You may want to try: sudo dnf update grub2-tools
That’s probably the case for the rest of these packages as well.
The commands worked, but /etc/default/grub is still missing. It seems that the post-installation script of grub2-pc does not regenerate the file, although this AskUbuntu question suggests that it should.
p.s.
Generally fedora is always a bit ahead of Ubuntu, and it also has some own tweaks sometimes … so refer to fedroa.docs might helps you better than ask-ubuntu.
The file /etc/default/grub is built by anaconda during initial installation and after that there is nothing to recreate it. The file is owned by grub2-tools, but as a ghost file, which means that the the file is not provided by grub2 tools.
Therefore you can copy-paste the copy provided by @grumpey and modify it as needed.
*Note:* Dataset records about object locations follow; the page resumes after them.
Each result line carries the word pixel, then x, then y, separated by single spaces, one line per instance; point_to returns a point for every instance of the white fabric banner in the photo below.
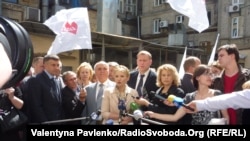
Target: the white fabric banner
pixel 195 10
pixel 72 29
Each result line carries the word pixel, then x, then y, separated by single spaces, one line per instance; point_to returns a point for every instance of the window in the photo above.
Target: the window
pixel 156 26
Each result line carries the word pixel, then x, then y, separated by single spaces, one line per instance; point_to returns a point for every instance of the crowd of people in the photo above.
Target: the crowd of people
pixel 108 90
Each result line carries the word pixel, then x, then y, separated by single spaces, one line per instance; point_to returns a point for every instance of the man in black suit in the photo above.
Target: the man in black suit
pixel 73 97
pixel 144 61
pixel 44 92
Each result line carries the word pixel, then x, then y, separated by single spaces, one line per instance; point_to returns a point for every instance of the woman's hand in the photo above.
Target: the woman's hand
pixel 10 92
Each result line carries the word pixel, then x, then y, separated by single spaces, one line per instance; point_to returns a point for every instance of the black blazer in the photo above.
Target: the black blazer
pixel 149 85
pixel 72 106
pixel 45 104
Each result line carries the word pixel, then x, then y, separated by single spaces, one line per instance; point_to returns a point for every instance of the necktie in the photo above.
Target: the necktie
pixel 55 86
pixel 139 87
pixel 99 96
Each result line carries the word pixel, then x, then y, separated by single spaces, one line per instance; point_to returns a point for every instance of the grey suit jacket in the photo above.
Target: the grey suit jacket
pixel 91 102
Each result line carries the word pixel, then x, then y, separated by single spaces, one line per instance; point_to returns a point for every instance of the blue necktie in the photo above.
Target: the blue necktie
pixel 139 87
pixel 99 96
pixel 55 86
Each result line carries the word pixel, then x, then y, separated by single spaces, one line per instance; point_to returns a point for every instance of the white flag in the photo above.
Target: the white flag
pixel 72 30
pixel 181 69
pixel 195 10
pixel 6 67
pixel 211 59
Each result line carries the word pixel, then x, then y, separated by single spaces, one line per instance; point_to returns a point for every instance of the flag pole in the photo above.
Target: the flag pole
pixel 211 59
pixel 181 68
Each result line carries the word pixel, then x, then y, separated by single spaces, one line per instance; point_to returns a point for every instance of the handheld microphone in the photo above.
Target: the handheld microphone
pixel 134 106
pixel 157 95
pixel 137 115
pixel 121 107
pixel 109 122
pixel 178 102
pixel 94 117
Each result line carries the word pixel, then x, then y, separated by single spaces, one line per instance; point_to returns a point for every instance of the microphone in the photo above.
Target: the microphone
pixel 178 102
pixel 94 116
pixel 157 95
pixel 121 107
pixel 137 115
pixel 134 106
pixel 109 122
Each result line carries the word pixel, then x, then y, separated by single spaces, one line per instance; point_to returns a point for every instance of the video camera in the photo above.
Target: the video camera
pixel 19 49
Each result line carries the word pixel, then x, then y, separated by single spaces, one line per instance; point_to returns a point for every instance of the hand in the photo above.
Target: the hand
pixel 149 114
pixel 10 92
pixel 192 104
pixel 125 120
pixel 82 95
pixel 142 101
pixel 168 103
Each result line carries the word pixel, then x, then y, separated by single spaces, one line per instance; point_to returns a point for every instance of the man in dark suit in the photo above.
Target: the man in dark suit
pixel 44 92
pixel 190 64
pixel 93 101
pixel 144 61
pixel 73 97
pixel 143 78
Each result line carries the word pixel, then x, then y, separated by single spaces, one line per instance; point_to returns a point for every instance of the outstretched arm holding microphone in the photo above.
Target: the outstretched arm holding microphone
pixel 234 100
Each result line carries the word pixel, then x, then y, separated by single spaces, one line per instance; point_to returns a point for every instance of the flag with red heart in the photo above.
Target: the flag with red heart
pixel 72 29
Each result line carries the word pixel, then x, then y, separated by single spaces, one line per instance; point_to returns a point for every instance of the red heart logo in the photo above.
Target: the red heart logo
pixel 70 27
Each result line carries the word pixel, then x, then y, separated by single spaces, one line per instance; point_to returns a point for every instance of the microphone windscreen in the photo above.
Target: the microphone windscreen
pixel 138 114
pixel 109 122
pixel 171 98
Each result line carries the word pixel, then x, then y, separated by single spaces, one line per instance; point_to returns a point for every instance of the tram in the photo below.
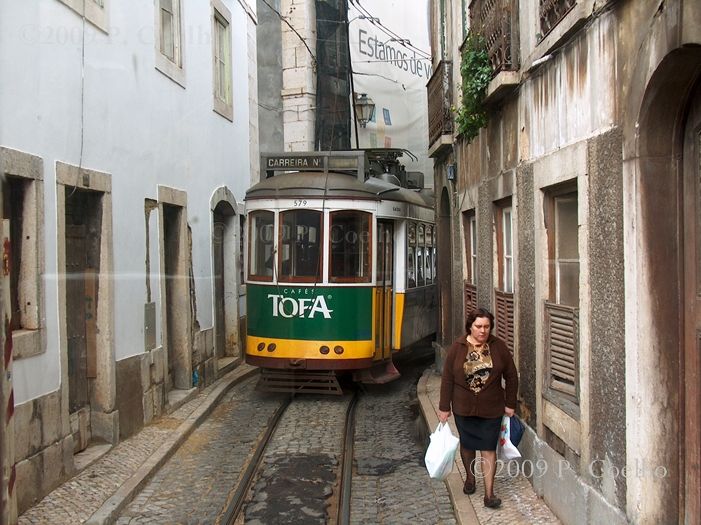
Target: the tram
pixel 340 267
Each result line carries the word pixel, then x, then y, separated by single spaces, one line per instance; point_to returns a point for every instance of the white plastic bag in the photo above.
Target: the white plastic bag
pixel 505 448
pixel 440 454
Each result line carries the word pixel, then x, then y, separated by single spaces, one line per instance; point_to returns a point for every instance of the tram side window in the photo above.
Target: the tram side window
pixel 411 256
pixel 420 249
pixel 300 241
pixel 260 257
pixel 350 246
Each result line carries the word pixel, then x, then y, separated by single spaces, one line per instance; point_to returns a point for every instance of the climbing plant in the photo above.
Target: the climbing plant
pixel 476 72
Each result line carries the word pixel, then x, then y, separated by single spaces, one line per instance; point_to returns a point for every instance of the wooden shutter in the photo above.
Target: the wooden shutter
pixel 470 298
pixel 562 348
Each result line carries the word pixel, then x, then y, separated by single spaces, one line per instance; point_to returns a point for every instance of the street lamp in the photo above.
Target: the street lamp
pixel 364 107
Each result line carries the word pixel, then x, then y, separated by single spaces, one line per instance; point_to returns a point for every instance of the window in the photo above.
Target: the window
pixel 242 251
pixel 507 280
pixel 470 231
pixel 350 247
pixel 261 258
pixel 221 42
pixel 430 255
pixel 566 256
pixel 300 242
pixel 420 267
pixel 95 11
pixel 562 308
pixel 387 117
pixel 169 42
pixel 22 224
pixel 470 289
pixel 504 291
pixel 411 256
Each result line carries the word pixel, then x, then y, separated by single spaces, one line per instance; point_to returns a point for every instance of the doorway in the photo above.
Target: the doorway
pixel 83 219
pixel 176 303
pixel 691 192
pixel 225 284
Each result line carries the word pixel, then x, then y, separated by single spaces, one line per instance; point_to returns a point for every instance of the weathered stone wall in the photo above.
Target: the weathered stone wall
pixel 43 454
pixel 526 319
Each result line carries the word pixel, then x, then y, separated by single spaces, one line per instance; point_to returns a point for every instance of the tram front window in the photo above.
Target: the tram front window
pixel 260 258
pixel 300 241
pixel 350 246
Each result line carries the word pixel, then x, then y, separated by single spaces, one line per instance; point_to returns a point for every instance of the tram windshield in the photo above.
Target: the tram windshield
pixel 300 242
pixel 350 246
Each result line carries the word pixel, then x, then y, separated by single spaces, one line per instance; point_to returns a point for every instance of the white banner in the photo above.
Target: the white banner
pixel 392 65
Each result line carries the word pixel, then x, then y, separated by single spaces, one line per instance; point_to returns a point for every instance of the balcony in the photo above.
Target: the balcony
pixel 440 116
pixel 497 22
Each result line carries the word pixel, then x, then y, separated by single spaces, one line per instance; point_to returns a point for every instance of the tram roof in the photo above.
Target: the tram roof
pixel 334 185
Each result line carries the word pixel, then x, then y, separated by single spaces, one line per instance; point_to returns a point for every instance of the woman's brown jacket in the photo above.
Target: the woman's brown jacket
pixel 491 400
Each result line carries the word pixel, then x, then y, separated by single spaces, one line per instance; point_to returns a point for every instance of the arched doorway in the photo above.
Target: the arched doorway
pixel 225 281
pixel 445 256
pixel 665 293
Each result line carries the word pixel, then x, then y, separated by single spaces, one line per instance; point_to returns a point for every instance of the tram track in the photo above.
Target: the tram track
pixel 332 483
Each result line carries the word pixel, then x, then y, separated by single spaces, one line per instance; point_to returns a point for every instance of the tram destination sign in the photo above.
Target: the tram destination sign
pixel 294 162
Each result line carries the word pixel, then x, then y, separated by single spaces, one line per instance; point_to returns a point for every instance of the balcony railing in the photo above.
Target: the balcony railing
pixel 440 118
pixel 551 12
pixel 493 20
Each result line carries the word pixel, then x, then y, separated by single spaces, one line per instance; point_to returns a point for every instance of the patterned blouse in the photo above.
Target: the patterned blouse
pixel 478 366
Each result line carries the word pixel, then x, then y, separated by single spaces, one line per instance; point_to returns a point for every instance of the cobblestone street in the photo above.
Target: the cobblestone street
pixel 193 486
pixel 391 484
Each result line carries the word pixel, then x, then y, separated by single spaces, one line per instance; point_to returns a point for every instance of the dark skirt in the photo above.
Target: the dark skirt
pixel 478 433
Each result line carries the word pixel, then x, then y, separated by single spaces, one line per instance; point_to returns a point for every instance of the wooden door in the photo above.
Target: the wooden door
pixel 76 265
pixel 691 444
pixel 219 303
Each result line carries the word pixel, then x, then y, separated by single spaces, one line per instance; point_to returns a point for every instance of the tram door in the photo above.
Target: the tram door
pixel 383 291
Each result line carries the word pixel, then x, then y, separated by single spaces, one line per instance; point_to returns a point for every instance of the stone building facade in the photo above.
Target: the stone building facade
pixel 573 216
pixel 127 131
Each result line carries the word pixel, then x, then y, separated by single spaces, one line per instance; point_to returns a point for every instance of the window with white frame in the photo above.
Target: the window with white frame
pixel 470 232
pixel 562 306
pixel 221 49
pixel 95 11
pixel 504 289
pixel 169 40
pixel 507 250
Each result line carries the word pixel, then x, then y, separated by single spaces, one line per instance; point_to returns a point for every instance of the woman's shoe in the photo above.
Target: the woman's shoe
pixel 469 486
pixel 492 502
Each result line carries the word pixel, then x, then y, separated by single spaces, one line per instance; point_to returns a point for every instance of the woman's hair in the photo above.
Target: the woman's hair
pixel 479 312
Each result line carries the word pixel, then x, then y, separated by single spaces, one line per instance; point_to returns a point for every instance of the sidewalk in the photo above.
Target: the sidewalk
pixel 520 504
pixel 97 494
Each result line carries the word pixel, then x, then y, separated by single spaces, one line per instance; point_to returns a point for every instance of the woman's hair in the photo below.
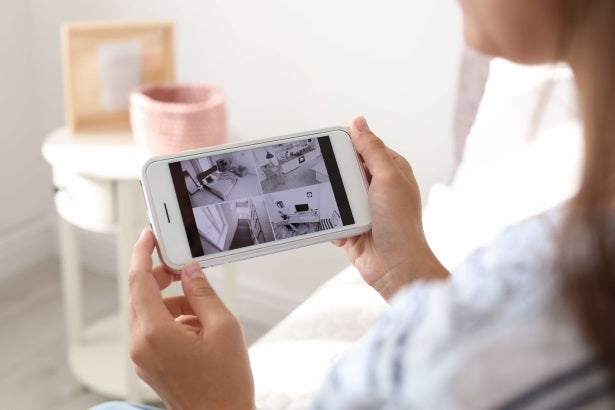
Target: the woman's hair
pixel 587 248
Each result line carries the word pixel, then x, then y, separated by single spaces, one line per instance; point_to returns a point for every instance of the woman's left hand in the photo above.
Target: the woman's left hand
pixel 190 349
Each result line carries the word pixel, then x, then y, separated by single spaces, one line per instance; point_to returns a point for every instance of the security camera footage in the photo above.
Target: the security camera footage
pixel 258 195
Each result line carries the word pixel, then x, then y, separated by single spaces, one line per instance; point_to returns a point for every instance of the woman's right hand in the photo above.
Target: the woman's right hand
pixel 394 252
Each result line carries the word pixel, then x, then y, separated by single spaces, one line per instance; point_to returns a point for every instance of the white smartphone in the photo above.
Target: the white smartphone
pixel 232 202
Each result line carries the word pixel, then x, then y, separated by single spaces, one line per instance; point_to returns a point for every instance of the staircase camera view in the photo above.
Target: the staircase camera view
pixel 259 195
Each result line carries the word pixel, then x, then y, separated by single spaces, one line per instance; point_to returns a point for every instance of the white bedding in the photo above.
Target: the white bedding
pixel 503 177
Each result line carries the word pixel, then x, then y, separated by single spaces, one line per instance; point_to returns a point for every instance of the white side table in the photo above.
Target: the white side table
pixel 96 177
pixel 97 189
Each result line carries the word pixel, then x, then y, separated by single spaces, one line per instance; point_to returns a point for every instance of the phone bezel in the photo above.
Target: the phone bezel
pixel 167 222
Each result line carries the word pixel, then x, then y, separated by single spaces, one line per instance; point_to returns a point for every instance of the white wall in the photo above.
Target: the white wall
pixel 285 66
pixel 24 180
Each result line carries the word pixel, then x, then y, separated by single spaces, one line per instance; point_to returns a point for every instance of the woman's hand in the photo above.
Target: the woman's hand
pixel 190 349
pixel 395 251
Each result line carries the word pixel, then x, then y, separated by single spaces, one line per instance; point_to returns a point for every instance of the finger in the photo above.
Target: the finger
pixel 200 294
pixel 339 242
pixel 178 306
pixel 189 320
pixel 144 294
pixel 165 276
pixel 190 323
pixel 370 147
pixel 401 163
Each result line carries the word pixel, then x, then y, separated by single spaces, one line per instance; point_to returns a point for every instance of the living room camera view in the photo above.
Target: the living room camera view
pixel 255 196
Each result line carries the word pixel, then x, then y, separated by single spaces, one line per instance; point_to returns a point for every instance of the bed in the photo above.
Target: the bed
pixel 219 183
pixel 503 176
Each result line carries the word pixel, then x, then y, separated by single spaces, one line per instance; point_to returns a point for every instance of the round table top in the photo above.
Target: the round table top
pixel 105 155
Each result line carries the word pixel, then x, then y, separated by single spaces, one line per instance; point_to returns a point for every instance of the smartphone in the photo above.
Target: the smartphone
pixel 232 202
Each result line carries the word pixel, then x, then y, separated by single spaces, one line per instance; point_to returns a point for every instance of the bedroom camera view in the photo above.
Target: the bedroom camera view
pixel 259 195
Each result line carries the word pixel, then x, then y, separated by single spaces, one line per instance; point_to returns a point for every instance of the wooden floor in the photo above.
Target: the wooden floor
pixel 33 370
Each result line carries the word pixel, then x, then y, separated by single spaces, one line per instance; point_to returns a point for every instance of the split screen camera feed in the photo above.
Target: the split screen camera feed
pixel 259 195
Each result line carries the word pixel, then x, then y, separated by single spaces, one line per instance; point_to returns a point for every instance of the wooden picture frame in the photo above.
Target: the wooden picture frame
pixel 104 61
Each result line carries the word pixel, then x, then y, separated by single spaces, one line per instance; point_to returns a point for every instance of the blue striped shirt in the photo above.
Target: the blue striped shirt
pixel 495 336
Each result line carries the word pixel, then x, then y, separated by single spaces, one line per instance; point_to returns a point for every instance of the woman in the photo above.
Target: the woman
pixel 524 323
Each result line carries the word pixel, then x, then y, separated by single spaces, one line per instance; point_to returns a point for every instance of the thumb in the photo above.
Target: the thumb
pixel 203 299
pixel 371 148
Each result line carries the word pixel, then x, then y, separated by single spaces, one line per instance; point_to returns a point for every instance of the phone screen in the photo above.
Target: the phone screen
pixel 258 195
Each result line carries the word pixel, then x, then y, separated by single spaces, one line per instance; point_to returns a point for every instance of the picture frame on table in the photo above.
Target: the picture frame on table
pixel 104 61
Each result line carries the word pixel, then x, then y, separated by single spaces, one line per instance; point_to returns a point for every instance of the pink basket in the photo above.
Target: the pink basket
pixel 172 117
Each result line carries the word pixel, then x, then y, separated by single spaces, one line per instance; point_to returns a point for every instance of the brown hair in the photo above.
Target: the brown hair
pixel 587 249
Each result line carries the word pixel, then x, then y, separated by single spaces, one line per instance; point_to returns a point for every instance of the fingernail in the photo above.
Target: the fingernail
pixel 193 270
pixel 361 124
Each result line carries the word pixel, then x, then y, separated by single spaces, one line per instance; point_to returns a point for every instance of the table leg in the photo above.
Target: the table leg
pixel 126 236
pixel 72 283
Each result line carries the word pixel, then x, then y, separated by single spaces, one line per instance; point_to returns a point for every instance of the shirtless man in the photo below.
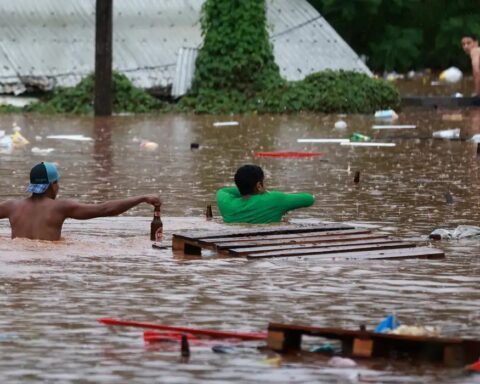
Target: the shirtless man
pixel 471 48
pixel 41 216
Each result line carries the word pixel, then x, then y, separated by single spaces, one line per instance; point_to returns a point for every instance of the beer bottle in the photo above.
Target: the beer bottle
pixel 156 227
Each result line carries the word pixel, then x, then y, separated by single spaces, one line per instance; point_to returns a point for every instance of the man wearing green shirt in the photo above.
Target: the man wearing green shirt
pixel 249 202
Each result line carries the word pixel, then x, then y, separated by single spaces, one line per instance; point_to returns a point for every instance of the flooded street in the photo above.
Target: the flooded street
pixel 52 293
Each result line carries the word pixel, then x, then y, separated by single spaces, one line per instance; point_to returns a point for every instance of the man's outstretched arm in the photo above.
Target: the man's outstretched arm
pixel 75 210
pixel 5 209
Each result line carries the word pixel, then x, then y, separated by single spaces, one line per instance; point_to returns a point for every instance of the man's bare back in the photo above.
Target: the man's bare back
pixel 41 216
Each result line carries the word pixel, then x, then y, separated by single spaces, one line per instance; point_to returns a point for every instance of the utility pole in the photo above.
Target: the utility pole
pixel 103 58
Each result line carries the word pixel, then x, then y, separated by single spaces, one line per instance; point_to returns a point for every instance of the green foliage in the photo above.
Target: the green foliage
pixel 236 72
pixel 399 48
pixel 404 34
pixel 236 52
pixel 79 99
pixel 332 92
pixel 327 91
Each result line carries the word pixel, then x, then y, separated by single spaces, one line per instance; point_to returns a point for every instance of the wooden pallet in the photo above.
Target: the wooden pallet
pixel 362 343
pixel 325 241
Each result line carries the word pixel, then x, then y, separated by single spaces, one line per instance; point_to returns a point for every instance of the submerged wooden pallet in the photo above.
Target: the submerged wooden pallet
pixel 362 343
pixel 324 241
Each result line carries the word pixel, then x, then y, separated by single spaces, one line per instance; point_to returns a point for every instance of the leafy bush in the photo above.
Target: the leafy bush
pixel 236 52
pixel 332 92
pixel 236 73
pixel 80 99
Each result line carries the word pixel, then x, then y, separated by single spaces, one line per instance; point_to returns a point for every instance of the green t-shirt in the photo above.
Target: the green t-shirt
pixel 264 208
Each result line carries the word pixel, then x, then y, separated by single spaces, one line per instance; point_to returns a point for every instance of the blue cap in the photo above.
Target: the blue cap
pixel 41 176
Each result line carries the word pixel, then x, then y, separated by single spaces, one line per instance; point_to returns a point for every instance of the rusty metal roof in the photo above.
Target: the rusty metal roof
pixel 51 42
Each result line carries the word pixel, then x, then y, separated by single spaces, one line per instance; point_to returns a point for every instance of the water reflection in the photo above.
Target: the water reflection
pixel 52 293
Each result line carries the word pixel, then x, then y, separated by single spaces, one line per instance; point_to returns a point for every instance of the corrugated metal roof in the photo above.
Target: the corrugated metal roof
pixel 52 41
pixel 304 42
pixel 184 71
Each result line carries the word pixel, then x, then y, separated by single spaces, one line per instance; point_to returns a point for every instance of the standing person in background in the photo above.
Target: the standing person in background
pixel 250 202
pixel 471 48
pixel 41 216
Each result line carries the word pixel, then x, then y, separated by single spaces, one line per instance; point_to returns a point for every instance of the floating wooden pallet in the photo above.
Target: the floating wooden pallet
pixel 325 241
pixel 362 343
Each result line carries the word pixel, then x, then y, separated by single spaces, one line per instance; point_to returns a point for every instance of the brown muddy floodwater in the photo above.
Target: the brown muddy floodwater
pixel 52 293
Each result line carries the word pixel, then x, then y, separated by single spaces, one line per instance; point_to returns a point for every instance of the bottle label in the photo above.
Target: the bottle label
pixel 159 234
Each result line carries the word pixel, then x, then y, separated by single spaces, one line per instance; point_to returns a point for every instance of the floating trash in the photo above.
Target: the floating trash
pixel 386 114
pixel 6 143
pixel 18 140
pixel 70 137
pixel 451 75
pixel 416 330
pixel 226 123
pixel 394 126
pixel 388 324
pixel 475 138
pixel 452 117
pixel 341 362
pixel 41 151
pixel 461 232
pixel 369 144
pixel 359 137
pixel 288 154
pixel 452 134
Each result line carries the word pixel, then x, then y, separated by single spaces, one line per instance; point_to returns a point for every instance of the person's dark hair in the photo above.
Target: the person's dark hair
pixel 247 177
pixel 471 36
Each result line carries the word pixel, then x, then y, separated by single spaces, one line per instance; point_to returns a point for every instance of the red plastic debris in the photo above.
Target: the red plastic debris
pixel 288 154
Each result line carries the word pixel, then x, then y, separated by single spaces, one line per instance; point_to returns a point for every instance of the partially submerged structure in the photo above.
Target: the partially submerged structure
pixel 49 43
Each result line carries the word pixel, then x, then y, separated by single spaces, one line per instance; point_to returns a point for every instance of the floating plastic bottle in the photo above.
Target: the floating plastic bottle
pixel 386 114
pixel 451 75
pixel 6 143
pixel 156 227
pixel 359 137
pixel 452 134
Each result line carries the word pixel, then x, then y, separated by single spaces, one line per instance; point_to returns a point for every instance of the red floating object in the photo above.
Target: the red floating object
pixel 154 336
pixel 194 331
pixel 288 154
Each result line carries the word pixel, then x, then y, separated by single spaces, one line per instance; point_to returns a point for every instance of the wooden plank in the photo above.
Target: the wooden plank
pixel 282 236
pixel 311 239
pixel 266 230
pixel 401 253
pixel 336 249
pixel 338 333
pixel 269 248
pixel 189 247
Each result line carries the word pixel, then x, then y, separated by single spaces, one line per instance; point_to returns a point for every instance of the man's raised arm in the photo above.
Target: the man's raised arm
pixel 75 210
pixel 475 55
@vekruse You are right, the file is owned by grub2-tools, but rpm -V grub2-tools does not complain if it is not there. Bad luck if you delete it by accident. Grepping anaconda files shows that It is created by
/usr/lib64/python3.10/site-packages/pyanaconda/modules/storage/bootloader/grub2.py where you find the template but there are some “%s” to be filled in.
Well then as it belongs to anaconda, shouldn’t it also be on the installer image and therefore the op could just copy it over to /etc no? Just mount an installation media and browse for the file, it is likely in /usr/lib right?